In situ hybridisation

Antisense and sense Sox8 digoxigenin-labelled RNA probes were prepared from the 3′-UTR and coding sequence (nucleotides 1546–2106). Whole mount hybridisations were carried out essentially as described (13).

Electrophoretic mobility shift assay (EMSA)

Murine SOX8 was produced by in vitro transcription/translation of full-length Sox8 cDNA in pcDNA3.1, using the TNT T7 quick-coupled transcription/translation system (Promega). Transcription/translation product of the same clone in reverse orientation was expressed as a control. Samples labelled with 35S were analysed by SDS–PAGE and autoradiography. EMSA was performed on unlabelled protein produced in parallel as described (14). The double-stranded oligonucleotides (SoCM, 5′-GATCAGACTGAGAACAAAGCGCTCTCACACGATC-3′, and SryC, 5′-GATCCGGACTAATAAACAATAAAGTC GACGGATC-3′) were labelled with 32P as described (14).

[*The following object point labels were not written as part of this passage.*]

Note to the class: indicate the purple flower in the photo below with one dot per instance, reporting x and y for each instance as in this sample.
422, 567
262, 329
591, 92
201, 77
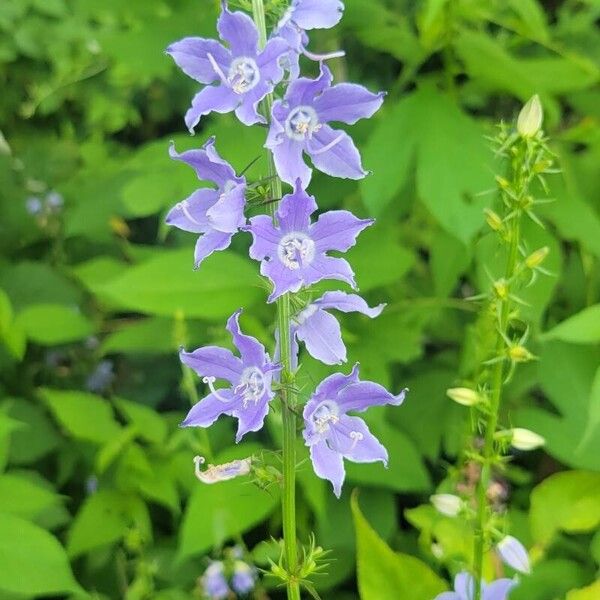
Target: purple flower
321, 331
244, 578
302, 16
464, 588
214, 583
300, 124
215, 213
244, 75
249, 393
332, 435
293, 253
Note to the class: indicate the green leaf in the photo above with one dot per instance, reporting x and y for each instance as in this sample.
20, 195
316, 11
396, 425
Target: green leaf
84, 416
52, 324
424, 127
103, 519
218, 512
567, 501
33, 562
166, 284
582, 328
386, 575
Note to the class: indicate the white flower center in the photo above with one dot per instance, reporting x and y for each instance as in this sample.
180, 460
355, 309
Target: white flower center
252, 385
244, 74
296, 250
301, 123
327, 412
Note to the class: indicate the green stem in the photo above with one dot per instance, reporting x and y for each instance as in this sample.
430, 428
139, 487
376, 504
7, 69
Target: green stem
491, 425
287, 393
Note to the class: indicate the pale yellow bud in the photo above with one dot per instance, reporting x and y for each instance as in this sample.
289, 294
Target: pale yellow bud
535, 259
464, 396
530, 118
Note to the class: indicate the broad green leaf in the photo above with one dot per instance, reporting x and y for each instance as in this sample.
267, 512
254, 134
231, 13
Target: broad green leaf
218, 512
20, 496
582, 328
428, 124
52, 324
386, 575
33, 562
104, 518
85, 416
567, 501
167, 284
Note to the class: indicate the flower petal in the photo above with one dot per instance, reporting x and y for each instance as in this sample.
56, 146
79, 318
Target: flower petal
328, 465
210, 242
207, 163
191, 56
337, 230
289, 162
190, 215
322, 336
239, 31
295, 210
213, 361
348, 303
251, 350
266, 237
208, 410
351, 437
227, 214
333, 152
218, 98
348, 103
317, 14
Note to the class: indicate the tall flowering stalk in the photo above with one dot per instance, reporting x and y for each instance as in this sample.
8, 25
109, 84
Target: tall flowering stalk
255, 73
528, 160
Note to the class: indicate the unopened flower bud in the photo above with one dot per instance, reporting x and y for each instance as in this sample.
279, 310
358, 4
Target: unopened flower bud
524, 439
530, 117
514, 554
519, 354
493, 220
447, 504
535, 259
464, 396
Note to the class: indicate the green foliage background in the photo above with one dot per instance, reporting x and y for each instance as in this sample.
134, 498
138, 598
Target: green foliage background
97, 494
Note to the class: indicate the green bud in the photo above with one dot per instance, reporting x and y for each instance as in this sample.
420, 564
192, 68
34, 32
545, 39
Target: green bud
530, 118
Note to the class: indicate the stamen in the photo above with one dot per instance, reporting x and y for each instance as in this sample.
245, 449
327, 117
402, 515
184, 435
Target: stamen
217, 69
329, 146
210, 382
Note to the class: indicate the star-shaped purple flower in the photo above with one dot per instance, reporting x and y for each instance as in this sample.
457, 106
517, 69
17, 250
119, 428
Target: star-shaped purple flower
321, 332
244, 74
249, 393
464, 588
304, 15
293, 253
215, 213
300, 124
332, 435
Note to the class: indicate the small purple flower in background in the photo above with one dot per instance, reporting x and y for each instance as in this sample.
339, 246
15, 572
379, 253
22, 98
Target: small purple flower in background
244, 75
332, 435
514, 554
304, 15
215, 213
321, 332
300, 124
464, 588
243, 579
293, 254
248, 396
214, 583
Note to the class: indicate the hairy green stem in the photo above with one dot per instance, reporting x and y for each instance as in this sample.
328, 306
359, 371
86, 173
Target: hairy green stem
287, 393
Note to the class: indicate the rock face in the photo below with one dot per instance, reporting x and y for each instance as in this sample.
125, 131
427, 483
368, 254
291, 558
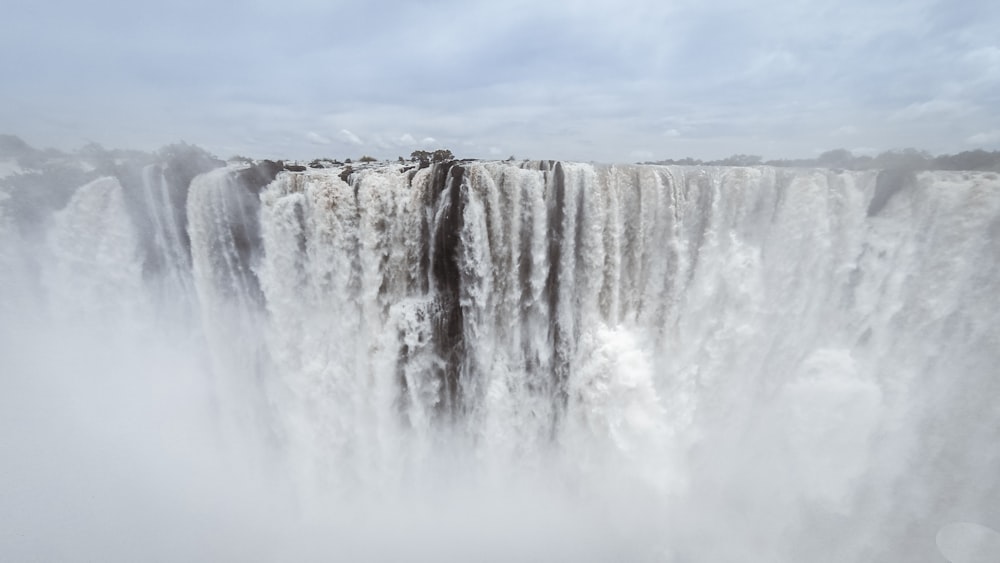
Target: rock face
651, 345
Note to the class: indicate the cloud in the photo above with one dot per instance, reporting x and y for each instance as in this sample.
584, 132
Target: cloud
845, 131
317, 139
500, 75
350, 137
933, 109
984, 139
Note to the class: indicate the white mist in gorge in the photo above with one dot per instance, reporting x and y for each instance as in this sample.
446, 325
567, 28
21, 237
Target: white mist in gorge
484, 361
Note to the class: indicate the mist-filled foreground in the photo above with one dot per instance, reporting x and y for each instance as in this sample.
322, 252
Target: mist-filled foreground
501, 362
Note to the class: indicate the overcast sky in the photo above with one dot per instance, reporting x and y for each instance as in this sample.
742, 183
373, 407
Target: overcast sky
587, 80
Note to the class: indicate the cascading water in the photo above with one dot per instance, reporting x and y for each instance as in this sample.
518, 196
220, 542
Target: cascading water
487, 361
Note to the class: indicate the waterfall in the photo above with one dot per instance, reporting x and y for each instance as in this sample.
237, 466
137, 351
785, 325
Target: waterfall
500, 361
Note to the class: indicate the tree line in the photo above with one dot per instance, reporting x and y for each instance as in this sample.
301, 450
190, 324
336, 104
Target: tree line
905, 159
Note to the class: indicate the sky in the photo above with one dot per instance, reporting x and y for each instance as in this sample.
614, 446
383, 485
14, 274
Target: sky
606, 81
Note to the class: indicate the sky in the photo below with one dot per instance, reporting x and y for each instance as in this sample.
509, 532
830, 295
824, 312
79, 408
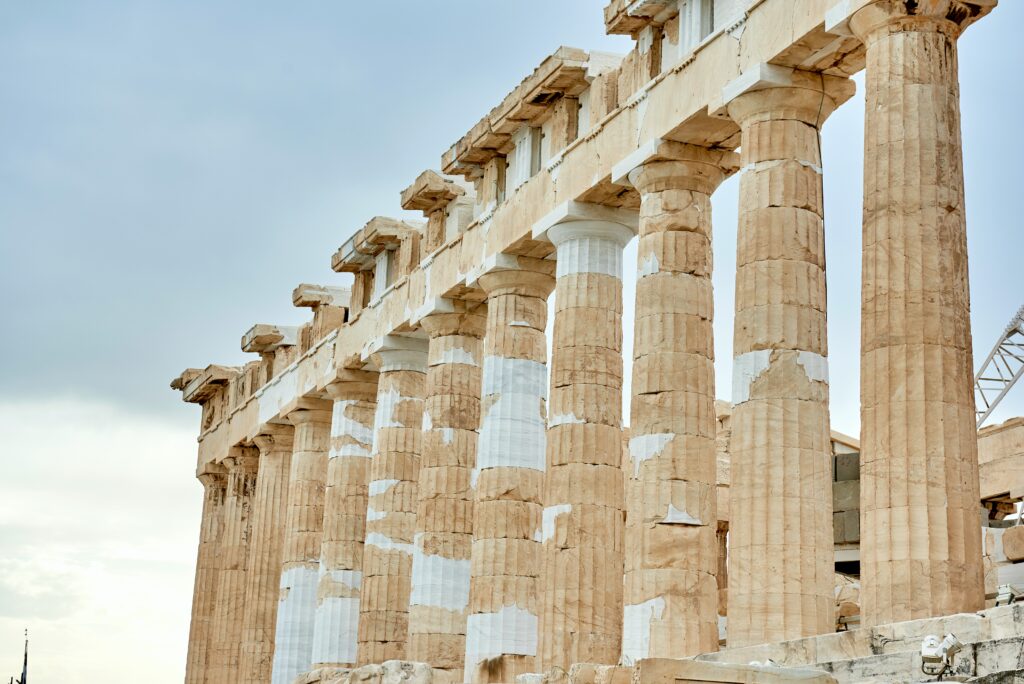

GAL4 trans-activation domain analysis

PCR was used to generate several fragments of mouse Sox8 for in-frame subcloning into the modified vector pGAL0 (15). The conditions used were: 96°C for 2 min followed by 35 cycles of 96°C for 1 min, 68°C for 1 min, 72°C for 90 s, followed by a final 5 min extension at 72°C. Primers used included:

Gal-A (5′-CGGAATTCGCCACCATGCTGGACATGAGT-3′); Gal-B (5′-GTTCTAGAGCCTTGAGCGTGCCGCCACC-3′); Gal-C (5′-GGAGAATTCTGAAGACTGGCCGGAGCGAC-3′); Gal-D (5′-CATCTAGATCAGGGTCGGGTCAGGG-3′); Gal-E (5′-CCGAATTCCCACAGATCAAGACGGAGC-3′); Gal-F (5′-TCGAATTCCTCTCTATGCCACCCGCAC-3′); Gal-G (5′-GGTCTAGACTGCTCCGTCTTGATCTGTG-3′).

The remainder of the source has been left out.